O ateliê do Núcleo reúne cerca de 20 participantes na oficina, em um formato de aprendizado coletivo de todo o processo que envolve a criação de roupas. “A proposta desse formato é que todos aprendam todo o processo: costura, corte, modelagem, acabamentos e fechamento, saindo da ideia linear de aprendizado,” explica Aline. Nesse sentido, a noção de dignidade, apoio e parceria vai se desenvolvendo entre os participantes, e a oficina acaba desempenhando um papel fundamental no fomento à autonomia, confiança e oportunidades para novos horizontes. Tornando-se um espaço de referência em transformação social para egressos do sistema prisional. “É um trabalho de longo prazo, de reconstrução de trajetória e de melhoria das condições de existência,” destaca.
CONHEÇA O NÚCLEO
Composto em sua maioria por pessoas das periferias de Curitiba, o Núcleo Periférico iniciou sua atuação há dez anos, concentrando esforços em ações de combate à violência policial, regularização de moradias, luta pelo desencarceramento e, principalmente, o resgate da juventude periférica por meio da educação e da arte.

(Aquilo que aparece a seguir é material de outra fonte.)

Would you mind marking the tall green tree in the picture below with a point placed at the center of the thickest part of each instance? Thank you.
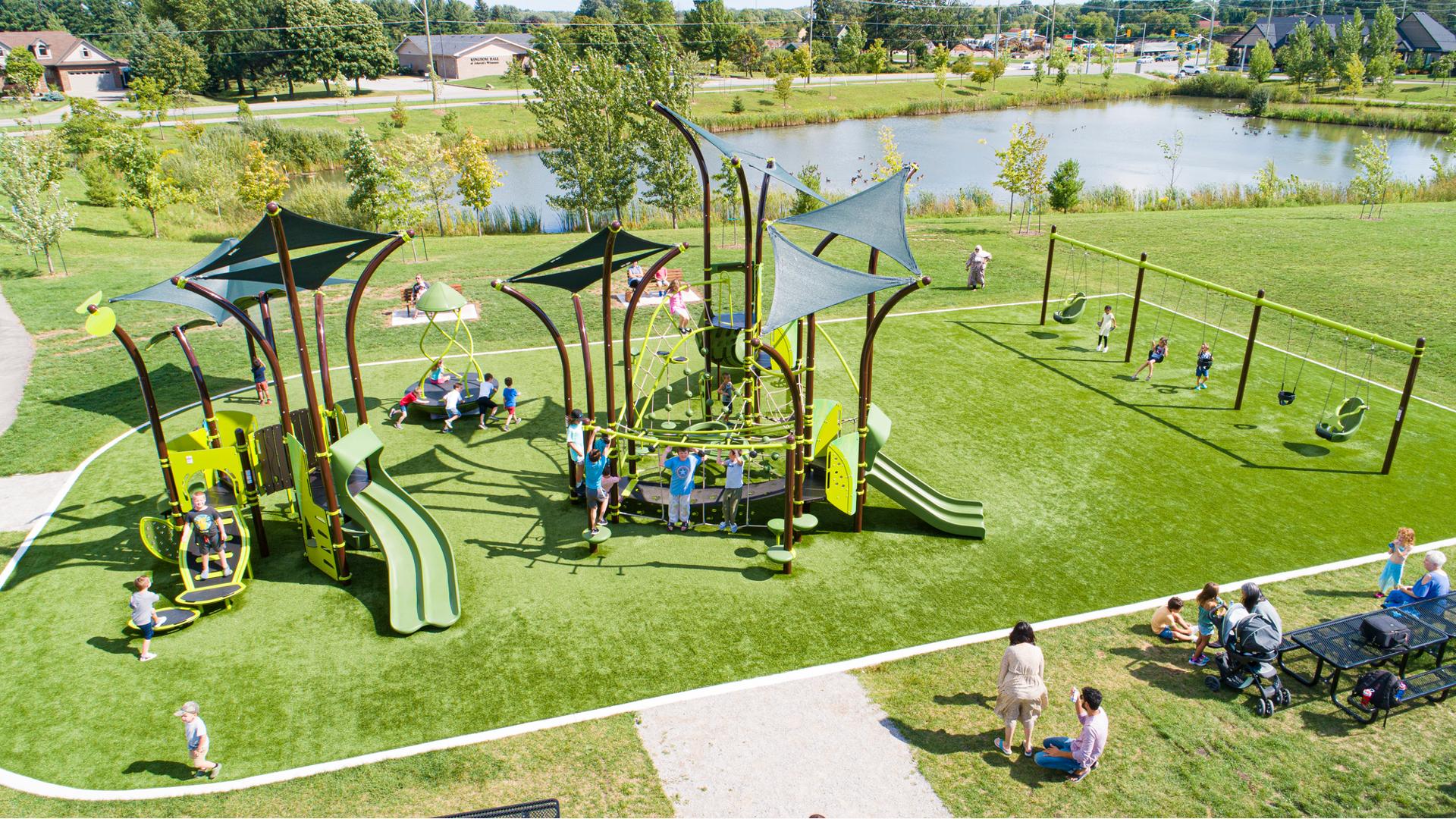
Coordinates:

O apoio do Fundo Brasil de Direitos Humanos desempenhou um papel importante no desenvolvimento do projeto, fornecendo apoio para o fortalecimento institucional da organização, o que possibilitou a estruturação da sede e, consequentemente, da oficina. “O apoio do Fundo Brasil foi fundamental para nós começarmos este trabalho que temos desenvolvido no núcleo. É um respaldo que nos permite dar atenção às pessoas que queremos ajudar,” enfatiza Aline.

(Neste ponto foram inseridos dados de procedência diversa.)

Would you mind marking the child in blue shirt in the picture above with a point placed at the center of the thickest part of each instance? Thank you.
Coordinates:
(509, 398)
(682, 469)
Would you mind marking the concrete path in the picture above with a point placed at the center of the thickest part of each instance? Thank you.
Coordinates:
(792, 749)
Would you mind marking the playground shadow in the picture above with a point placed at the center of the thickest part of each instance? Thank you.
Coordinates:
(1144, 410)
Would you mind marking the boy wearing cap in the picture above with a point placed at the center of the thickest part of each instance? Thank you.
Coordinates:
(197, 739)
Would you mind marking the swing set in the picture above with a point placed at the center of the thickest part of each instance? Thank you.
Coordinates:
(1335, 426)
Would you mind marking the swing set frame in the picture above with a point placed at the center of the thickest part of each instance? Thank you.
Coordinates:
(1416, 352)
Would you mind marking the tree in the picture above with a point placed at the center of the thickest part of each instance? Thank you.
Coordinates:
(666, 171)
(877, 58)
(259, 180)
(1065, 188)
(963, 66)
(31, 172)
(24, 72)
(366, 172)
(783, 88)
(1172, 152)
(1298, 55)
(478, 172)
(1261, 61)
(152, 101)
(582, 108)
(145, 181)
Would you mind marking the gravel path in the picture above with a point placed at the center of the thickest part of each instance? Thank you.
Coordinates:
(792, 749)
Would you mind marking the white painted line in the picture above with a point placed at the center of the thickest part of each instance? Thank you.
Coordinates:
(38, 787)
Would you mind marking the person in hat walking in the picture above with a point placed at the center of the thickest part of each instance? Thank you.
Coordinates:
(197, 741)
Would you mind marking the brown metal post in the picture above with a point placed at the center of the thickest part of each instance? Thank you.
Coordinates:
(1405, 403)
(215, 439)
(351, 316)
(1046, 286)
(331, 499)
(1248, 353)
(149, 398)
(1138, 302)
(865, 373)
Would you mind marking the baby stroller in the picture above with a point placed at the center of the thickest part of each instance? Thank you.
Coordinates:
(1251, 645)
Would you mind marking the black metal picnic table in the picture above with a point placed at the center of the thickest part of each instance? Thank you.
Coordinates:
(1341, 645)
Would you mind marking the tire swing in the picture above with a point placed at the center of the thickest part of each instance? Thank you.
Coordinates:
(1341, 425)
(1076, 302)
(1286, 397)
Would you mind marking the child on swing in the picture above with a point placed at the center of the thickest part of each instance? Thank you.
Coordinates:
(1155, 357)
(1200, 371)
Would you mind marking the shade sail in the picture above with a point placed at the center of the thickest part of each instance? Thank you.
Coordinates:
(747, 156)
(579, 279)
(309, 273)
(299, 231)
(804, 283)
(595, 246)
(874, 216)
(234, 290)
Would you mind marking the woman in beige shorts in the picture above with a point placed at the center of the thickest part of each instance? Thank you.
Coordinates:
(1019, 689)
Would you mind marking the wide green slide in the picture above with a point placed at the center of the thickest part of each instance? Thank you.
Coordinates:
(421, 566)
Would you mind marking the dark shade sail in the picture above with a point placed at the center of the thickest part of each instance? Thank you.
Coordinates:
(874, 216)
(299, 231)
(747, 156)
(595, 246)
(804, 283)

O Núcleo Periférico, por meio deste projeto, busca não apenas oferecer assistência imediata, mas também qualificar e fortalecer pessoas egressas do sistema prisional, proporcionando-lhes a oportunidade de uma vida melhor. Este é um exemplo notável de como a costura e a cidadania podem se unir para transformar vidas e comunidades inteiras.